Brazil’s best-structured political group, the Workers’ Party is set to pose as the biggest obstacle between President Jair Bolsonaro and re-election next year. Its biggest star, former President Luiz Inácio Lula da Silva, leads all polls — and promises to be the anti-Bolsonaro figure in 2022 and beyond. Lula and his party are particularly critical of Mr. Bolsonaro’s anti-democratic stance and constant jabs at institutions.
Therefore, for the party’s foreign relations secretary Romenio Pereira to issue a statement hailing elections in Nicaragua over the weekend seems like an unnecessary shot in the foot. The contest in the Central American country was neither free nor fair, with President Daniel Ortega winning three-quarters of votes after jailing dozens of opposition figures — including seven potential challengers — before the polls were open.

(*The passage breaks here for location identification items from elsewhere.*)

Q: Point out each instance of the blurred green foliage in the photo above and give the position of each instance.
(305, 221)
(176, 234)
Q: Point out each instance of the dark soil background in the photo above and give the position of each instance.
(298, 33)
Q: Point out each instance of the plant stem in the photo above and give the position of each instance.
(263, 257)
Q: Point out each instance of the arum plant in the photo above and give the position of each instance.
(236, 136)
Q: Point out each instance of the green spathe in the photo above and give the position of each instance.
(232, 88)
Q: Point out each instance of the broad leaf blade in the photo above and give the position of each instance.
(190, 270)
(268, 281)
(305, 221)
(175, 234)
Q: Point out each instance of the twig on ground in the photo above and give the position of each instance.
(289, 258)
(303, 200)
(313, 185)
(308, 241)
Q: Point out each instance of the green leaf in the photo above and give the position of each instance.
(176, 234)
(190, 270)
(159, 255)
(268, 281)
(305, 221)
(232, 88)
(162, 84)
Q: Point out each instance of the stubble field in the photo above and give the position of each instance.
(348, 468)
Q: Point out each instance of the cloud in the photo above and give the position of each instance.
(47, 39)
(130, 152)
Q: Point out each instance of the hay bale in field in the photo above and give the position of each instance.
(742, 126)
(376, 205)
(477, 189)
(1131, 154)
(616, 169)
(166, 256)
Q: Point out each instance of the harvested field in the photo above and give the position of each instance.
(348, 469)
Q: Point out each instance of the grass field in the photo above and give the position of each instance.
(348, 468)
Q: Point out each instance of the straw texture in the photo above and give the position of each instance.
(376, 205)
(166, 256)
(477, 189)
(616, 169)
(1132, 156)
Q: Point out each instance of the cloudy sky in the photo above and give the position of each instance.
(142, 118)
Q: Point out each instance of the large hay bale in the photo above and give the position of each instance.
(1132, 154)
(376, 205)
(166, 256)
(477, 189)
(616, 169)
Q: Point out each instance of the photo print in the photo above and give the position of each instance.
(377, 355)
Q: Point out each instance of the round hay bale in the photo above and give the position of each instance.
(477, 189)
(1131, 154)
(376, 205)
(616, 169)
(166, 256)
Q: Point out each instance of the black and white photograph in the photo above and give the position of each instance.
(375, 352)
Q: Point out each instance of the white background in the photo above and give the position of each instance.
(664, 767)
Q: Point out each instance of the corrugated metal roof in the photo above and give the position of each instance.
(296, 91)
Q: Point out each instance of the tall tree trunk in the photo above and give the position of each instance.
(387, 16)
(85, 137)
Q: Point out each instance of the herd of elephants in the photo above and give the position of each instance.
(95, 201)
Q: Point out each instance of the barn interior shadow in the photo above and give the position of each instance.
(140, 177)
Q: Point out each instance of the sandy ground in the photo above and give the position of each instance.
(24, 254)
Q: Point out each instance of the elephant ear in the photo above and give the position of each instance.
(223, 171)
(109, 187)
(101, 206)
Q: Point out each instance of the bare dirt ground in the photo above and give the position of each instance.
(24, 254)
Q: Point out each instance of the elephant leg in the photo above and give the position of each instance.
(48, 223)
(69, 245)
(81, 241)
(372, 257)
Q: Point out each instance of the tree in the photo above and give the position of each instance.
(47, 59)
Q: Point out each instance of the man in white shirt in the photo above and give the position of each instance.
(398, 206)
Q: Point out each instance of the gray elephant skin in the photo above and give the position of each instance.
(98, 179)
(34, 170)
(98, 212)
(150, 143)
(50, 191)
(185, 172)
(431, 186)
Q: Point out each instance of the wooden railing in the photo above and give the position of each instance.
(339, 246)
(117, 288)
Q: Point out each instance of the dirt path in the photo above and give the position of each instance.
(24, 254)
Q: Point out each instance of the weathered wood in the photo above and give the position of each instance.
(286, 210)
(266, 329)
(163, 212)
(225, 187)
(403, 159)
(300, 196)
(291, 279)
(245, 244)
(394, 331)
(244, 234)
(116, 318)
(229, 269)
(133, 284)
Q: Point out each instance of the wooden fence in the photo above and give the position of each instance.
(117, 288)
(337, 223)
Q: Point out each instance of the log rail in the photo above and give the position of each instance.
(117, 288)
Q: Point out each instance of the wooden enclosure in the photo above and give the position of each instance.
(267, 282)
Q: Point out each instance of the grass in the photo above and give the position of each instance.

“The Workers’ Party commends the Nicaraguan elections held on Sunday, November 7, in what was a great display of popular and democratic demonstration in this sister nation,” the statement reads. “The results […] confirm the support of the population for a political project which has as its main objective to build a socially just and egalitarian country.”
The message puts the Workers’ Party in the company of Bolivia and Venezuela, as well as Russia’s authoritarian President Vladimir Putin, in support of Mr. Ortega.
There is no upside for the Workers’ Party in supporting the sham Mr. Ortega staged on Sunday — especially for a party seen with distrust by a sizable portion of the electorate.
It only gives further arguments for potential “third-way” candidates to try and equate Lula and his party to Mr. Bolsonaro, as two populists cut from the same cloth, one to the left and the other to the right.
Political scientist Claudio Couto wrote in 2018 about how the Brazilian left has double standards when dealing with left-leaning authoritarians:
“Despite all the bravado, it would be utterly incorrect to attribute to the main sectors of the Brazilian left any undemocratic action in the lines of Castrism or Chavism. The left’s relationship with these regimes is borderline fetishist.”
“It doesn’t matter what actually happens in those countries – the only important thing is the symbology of their anti-imperialist and socialist rhetoric, and the desire to work in favor of the poor.”
“By defending these regimes (or at least by refusing to call them out) what the Brazilian left does is to cling on to these fetishes that mobilize its faith, not incorporate their modus operandi.”